To determine the modulating index, we need to first find the peak value of the modulating wave.
The peak value of the modulating wave is given as 2 volts.
The formula for the modulating index is the ratio of the peak value of the modulating wave to the peak value of the carrier wave.
So, the modulating index (m) can be calculated as follows:
m = (Peak value of modulating wave) / (Peak value of carrier wave)
Since the peak value of the modulating wave is 2 volts, and the peak value of the carrier wave can be obtained from the given equation as 1.2, we can calculate the modulating index as:
m = 2 volts / 1.2 = 1.667
Therefore, the modulating index is 1.667.

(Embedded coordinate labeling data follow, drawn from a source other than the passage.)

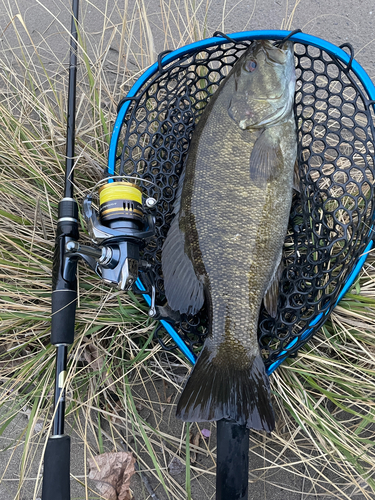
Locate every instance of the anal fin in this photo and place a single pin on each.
(240, 393)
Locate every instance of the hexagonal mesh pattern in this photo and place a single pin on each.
(331, 217)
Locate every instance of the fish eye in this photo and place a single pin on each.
(250, 66)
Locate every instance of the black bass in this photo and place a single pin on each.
(225, 242)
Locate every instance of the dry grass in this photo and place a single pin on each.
(120, 386)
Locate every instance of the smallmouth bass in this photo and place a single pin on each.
(225, 243)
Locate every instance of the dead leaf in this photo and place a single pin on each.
(113, 471)
(194, 439)
(176, 466)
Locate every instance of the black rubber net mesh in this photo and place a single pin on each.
(331, 217)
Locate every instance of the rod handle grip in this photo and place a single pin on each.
(56, 474)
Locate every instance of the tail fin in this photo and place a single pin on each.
(214, 392)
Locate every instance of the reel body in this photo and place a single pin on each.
(119, 231)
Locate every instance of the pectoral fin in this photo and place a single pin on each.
(183, 289)
(296, 178)
(271, 296)
(265, 158)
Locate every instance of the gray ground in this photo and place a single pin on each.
(337, 21)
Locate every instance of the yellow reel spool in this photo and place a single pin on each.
(120, 201)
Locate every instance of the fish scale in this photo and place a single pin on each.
(225, 242)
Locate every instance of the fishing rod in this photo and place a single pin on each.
(126, 218)
(56, 475)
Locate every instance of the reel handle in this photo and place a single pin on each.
(56, 475)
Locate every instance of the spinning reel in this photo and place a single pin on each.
(126, 219)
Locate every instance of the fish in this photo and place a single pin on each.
(224, 245)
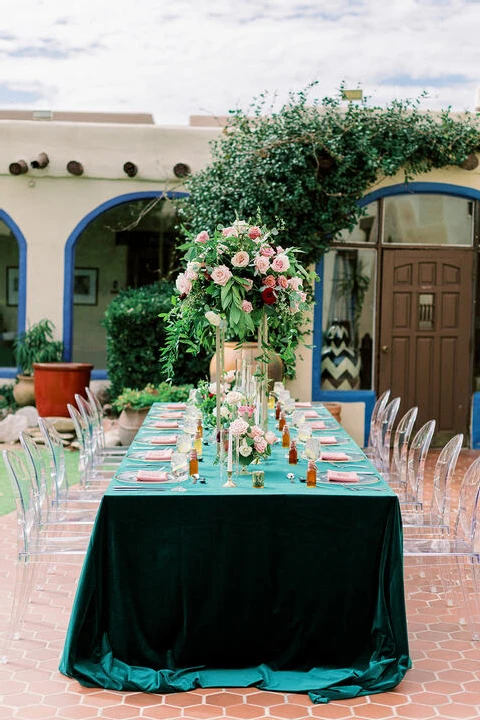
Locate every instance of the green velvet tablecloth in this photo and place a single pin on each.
(284, 588)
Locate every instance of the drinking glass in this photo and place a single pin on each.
(298, 418)
(304, 432)
(179, 465)
(184, 442)
(312, 448)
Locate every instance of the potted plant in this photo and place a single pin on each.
(133, 405)
(36, 344)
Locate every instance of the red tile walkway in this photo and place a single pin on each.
(443, 683)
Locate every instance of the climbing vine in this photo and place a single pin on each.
(309, 163)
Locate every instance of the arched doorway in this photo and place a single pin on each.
(418, 247)
(13, 279)
(125, 242)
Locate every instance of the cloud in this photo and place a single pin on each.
(195, 56)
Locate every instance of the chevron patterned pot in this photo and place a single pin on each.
(340, 365)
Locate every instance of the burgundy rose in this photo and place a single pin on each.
(269, 296)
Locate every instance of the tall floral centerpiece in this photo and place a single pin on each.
(235, 282)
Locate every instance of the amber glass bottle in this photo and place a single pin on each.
(311, 474)
(193, 463)
(293, 453)
(197, 444)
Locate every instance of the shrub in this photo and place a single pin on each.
(138, 399)
(135, 336)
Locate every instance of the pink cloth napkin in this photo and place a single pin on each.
(164, 440)
(152, 476)
(159, 454)
(334, 456)
(336, 476)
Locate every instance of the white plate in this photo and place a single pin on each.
(130, 476)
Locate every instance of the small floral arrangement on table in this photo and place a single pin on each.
(205, 397)
(235, 277)
(254, 444)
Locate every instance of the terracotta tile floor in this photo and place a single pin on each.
(443, 683)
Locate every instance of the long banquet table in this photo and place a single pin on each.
(284, 588)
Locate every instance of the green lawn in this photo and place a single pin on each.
(7, 503)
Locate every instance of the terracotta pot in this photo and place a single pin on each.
(234, 354)
(24, 390)
(56, 384)
(129, 423)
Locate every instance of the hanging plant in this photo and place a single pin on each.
(311, 161)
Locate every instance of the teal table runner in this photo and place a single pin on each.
(284, 588)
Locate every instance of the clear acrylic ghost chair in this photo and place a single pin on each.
(385, 421)
(102, 450)
(90, 421)
(411, 494)
(456, 558)
(92, 477)
(378, 409)
(36, 547)
(51, 509)
(61, 482)
(435, 520)
(398, 467)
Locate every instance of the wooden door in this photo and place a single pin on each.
(425, 333)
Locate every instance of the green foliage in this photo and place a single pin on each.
(139, 399)
(134, 335)
(310, 162)
(6, 397)
(37, 345)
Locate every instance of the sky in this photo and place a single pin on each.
(193, 57)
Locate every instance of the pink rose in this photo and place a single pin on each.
(239, 427)
(221, 275)
(280, 263)
(256, 431)
(254, 232)
(183, 284)
(241, 259)
(267, 251)
(262, 264)
(246, 410)
(228, 232)
(260, 444)
(295, 283)
(269, 281)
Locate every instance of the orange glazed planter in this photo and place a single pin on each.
(56, 384)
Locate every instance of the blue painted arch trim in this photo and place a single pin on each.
(70, 253)
(22, 281)
(421, 188)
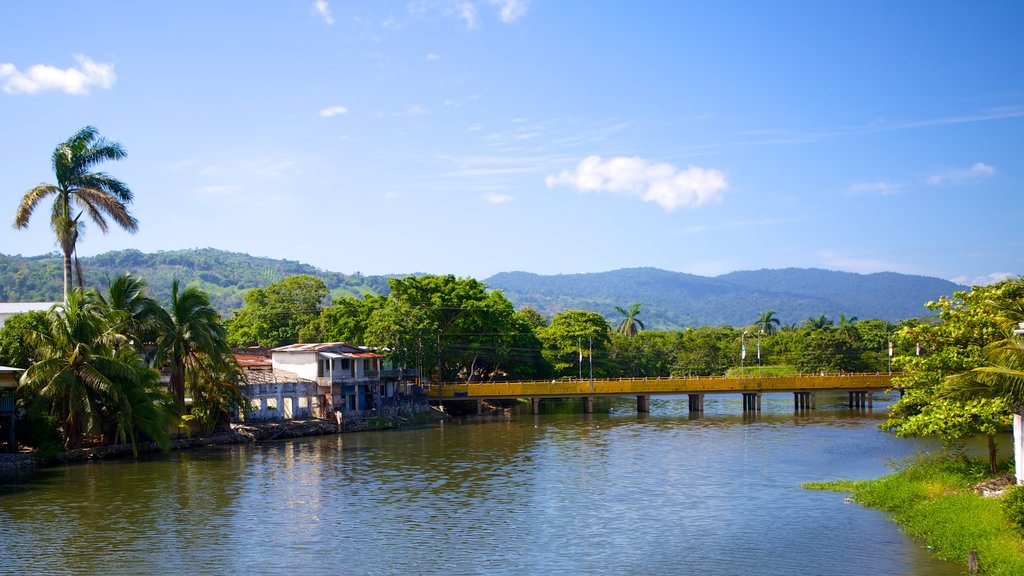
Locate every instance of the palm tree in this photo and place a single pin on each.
(80, 192)
(819, 323)
(631, 325)
(767, 323)
(76, 370)
(1000, 377)
(188, 336)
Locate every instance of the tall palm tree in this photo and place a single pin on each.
(188, 336)
(80, 192)
(76, 369)
(630, 325)
(130, 311)
(767, 323)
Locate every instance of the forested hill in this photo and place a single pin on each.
(669, 299)
(675, 299)
(225, 276)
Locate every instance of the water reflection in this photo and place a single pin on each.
(615, 492)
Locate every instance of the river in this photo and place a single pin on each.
(609, 493)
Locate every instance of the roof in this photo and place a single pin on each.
(8, 309)
(340, 348)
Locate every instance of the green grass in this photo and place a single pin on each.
(931, 499)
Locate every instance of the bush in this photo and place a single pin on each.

To determine the modulating index, we need to compare the peak value of the modulating wave to the peak value of the carrier wave. The modulating index is calculated as the ratio of the peak value of the modulating wave to the peak value of the carrier wave.
Step 1: Find the peak value of the modulating wave.
The peak value of the modulating wave is given as 2 volts.
Step 2: Find the peak value of the carrier wave.
The peak value of a sin wave is simply the absolute value of the coefficient multiplying the sin function, which in this case is 1.2.
Step 3: Calculate the modulating index.
The modulating index (m) is given by the formula:
m = (peak value of modulating wave) / (peak value of carrier wave)
Using the values we found in steps 1 and 2, we can substitute them into the formula:
m = 2 / 1.2
By performing the calculation, we find that the modulating index is approximately 1.67.
Therefore, the modulating index for this scenario is 1.67.